Despite the chipset used in the A50 supporting 4K recording, its default camera app limits the maximum video recording resolution to just 1080p. The A50s, on the other hand, supports 4K recording for its primary rear camera and front camera.

===Software===
Both devices have Android 9.0 (Pie) pre-installed. The only difference is the One UI version pre-installed: One UI 1.1 for the A50, and One UI 1.5 for the A50s. Both devices were eligible for 2 OS upgrades and 4 years of security updates.

|  | Pre-installed OS | OS Upgrades history |  | End of support |
| 1st | 2nd |
| A50 | Android 9 Pie (One UI 1.1) | Android 10 (One UI 2.0) March 2020 (One UI 2.5) December 2020 | Android 11 (One UI 3.0) March 2021 | April 2023 |
| A50s | Android 9 Pie (One UI 1.5) | Android 10 (One UI 2.0) February 2020 (One UI 2.5) November 2020 | Android 11 (One UI 3.1) March 2021 | November 2023 |

==Reception==
The A50 received mostly positive reviews.
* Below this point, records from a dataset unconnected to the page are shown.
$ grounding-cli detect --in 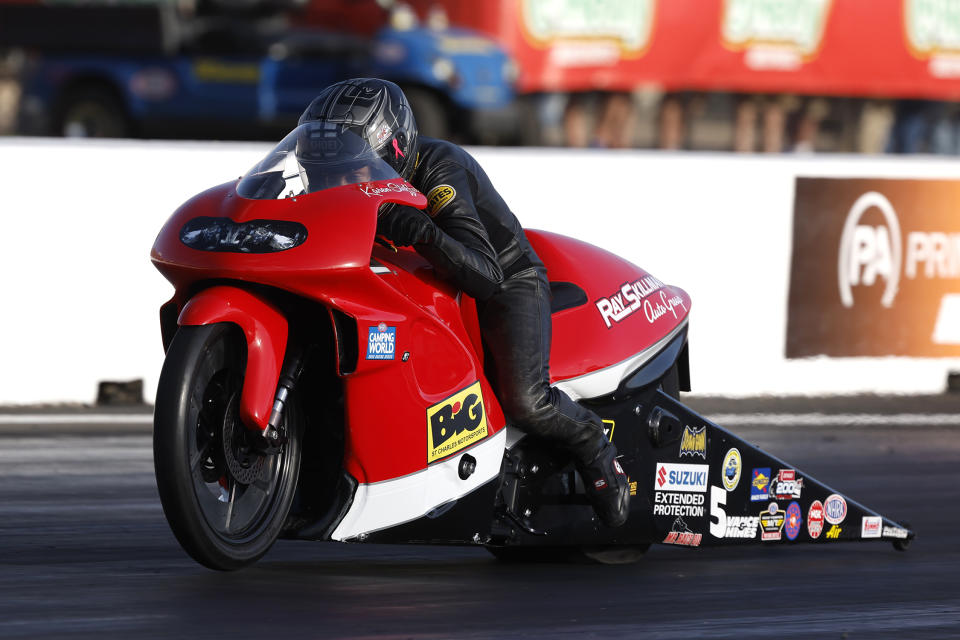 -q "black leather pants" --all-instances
[478,267,606,464]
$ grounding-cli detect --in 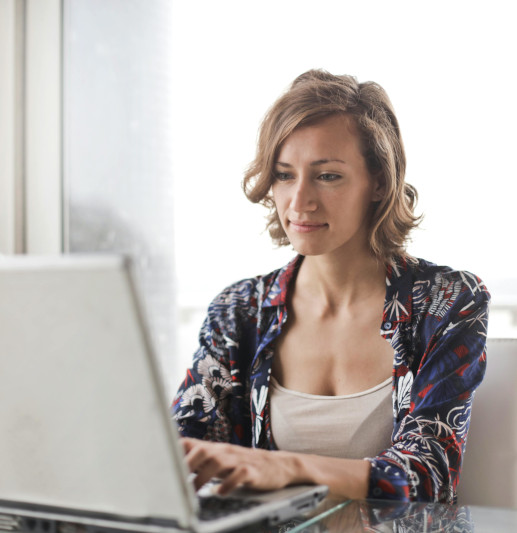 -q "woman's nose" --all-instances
[291,180,317,213]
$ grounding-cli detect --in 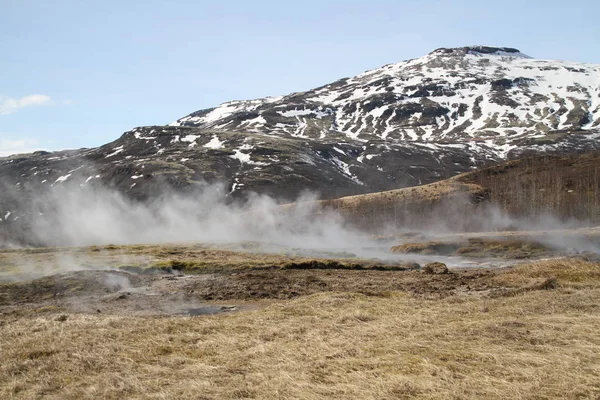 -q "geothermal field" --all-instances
[0,228,600,399]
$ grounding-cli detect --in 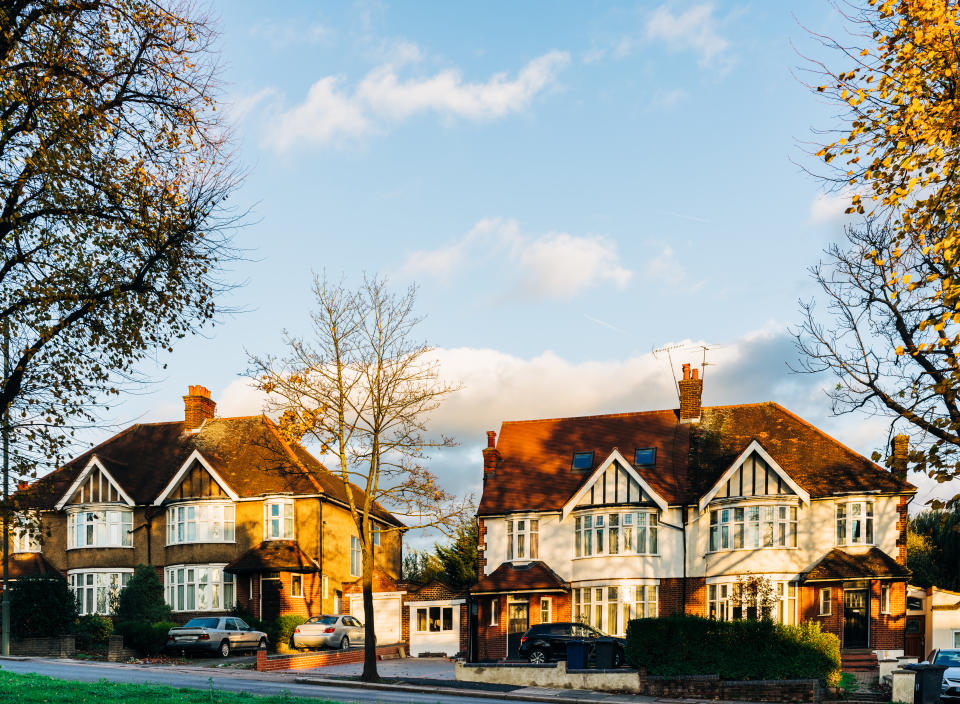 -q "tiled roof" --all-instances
[804,548,912,582]
[15,415,400,525]
[478,403,915,516]
[470,561,567,594]
[223,540,320,574]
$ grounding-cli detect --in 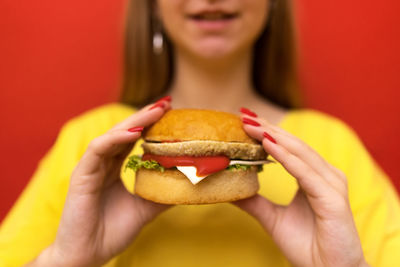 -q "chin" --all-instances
[189,39,238,60]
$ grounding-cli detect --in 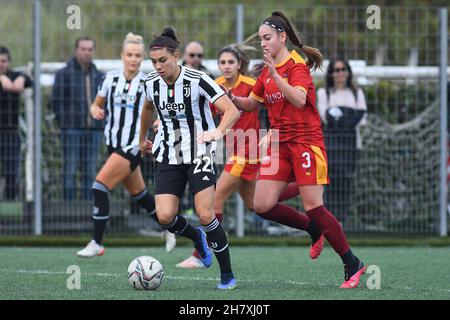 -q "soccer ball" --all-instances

PCWorld gave it 4/5 stars, praising the display, design and battery life while criticizing the in-screen fingerprint sensor and the camera processing. Tom's Guide also gave it 4/5 stars, calling it "a budget phone with a big and colorful screen, solid performance and a sleek design" albeit with an "underwhelming battery life". CNET gave it an 8.4/10, describing it as "one of the best budget phones", and Digital Trends called it "the budget Samsung phone of your dreams".

The A50 was Samsung's best-selling smartphone in 2019, the best-selling smartphone in Europe in 2019, and the third best-selling phone in the world for the third quarter of 2019.